There is of course nothing wrong with reasoned criticism and President Chavez like any public figure is not immune to this.
But what is the context of this criticism?
Where is it meant to lead?
And what narrative does it hope to inspire?
In short whose class interests does it serve?
Given the political and economic pressure on Venezuela from the US, Chavez’s measures to protect the revolution and his constitutional duty to those who elected him were mild by historical standards.
He made alliances with many leaders of many countries some of whom have a totally opposed view on social justice.
This was for trade, geo-political defence and a mutually respectful foreign policy based on diplomacy rather than military might.
It doesn’t matter to this liberal “moral arbiter” that the Bolivarian revolution wiped out illiteracy in Venezuela, gave women increased participation and rights, new labour laws and vast improvements in living standards.
All these things he can take for granted because he has never struggled, never fallen on hard times, believes he never will and likes things just as they are.
But beyond Chavez’s real identifiable achievements, regardless of any short term economic problems in Venezuela as a result of the global downturn, the legacy of Hugo Chavez is immeasurable.
He is and will be remembered by millions in Latin America and millions of other poor and dispossessed peoples throughout the world as their class warrior, someone who wasn’t afraid to offend the King of Spain, to make a fool of George W Bush and to laugh sing and joke with people.

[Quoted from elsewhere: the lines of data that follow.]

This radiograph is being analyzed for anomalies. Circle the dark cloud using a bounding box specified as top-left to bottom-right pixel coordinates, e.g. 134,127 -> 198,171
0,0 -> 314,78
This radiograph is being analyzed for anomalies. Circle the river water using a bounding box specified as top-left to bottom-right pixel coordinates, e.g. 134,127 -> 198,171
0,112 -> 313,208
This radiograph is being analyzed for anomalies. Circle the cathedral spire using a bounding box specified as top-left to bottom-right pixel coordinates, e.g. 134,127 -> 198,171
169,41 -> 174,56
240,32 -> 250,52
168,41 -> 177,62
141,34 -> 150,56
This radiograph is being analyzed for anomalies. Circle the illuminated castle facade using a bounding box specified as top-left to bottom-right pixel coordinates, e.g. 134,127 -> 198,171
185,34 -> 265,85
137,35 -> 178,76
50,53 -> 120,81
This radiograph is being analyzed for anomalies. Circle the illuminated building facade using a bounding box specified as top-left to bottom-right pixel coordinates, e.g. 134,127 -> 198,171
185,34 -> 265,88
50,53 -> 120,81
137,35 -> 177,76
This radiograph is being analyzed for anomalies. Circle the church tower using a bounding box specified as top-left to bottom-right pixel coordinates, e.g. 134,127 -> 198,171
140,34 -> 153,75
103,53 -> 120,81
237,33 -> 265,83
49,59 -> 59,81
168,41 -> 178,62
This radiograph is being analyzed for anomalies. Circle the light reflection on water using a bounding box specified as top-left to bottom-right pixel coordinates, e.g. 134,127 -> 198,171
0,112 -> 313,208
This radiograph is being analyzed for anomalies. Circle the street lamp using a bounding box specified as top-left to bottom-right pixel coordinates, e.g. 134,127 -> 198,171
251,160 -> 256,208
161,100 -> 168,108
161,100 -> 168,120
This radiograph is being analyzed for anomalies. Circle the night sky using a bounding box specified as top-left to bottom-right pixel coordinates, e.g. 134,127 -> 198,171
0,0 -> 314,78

More than likely he will achieve iconic status in the years to come and be mentioned in the same breath as Lenin, Fidel Castro and Che Guevara when people are struggling for better living conditions, and revolutionary change.
None of this will matter to the “liberal” commentator of course who will continue to watch the world go by, supping on his Starbucks, denouncing the worst excesses of neo-liberalism but always ready to lend a hand to keep uppity workers and their allies in check if they dare one day present a real challenge to it.
As the ironic song, “Love me, I’m a liberal” by folk singer Phil Ochs goes: “I attend civil rights meetings but don’t talk about revolution. That’s going a little too far.”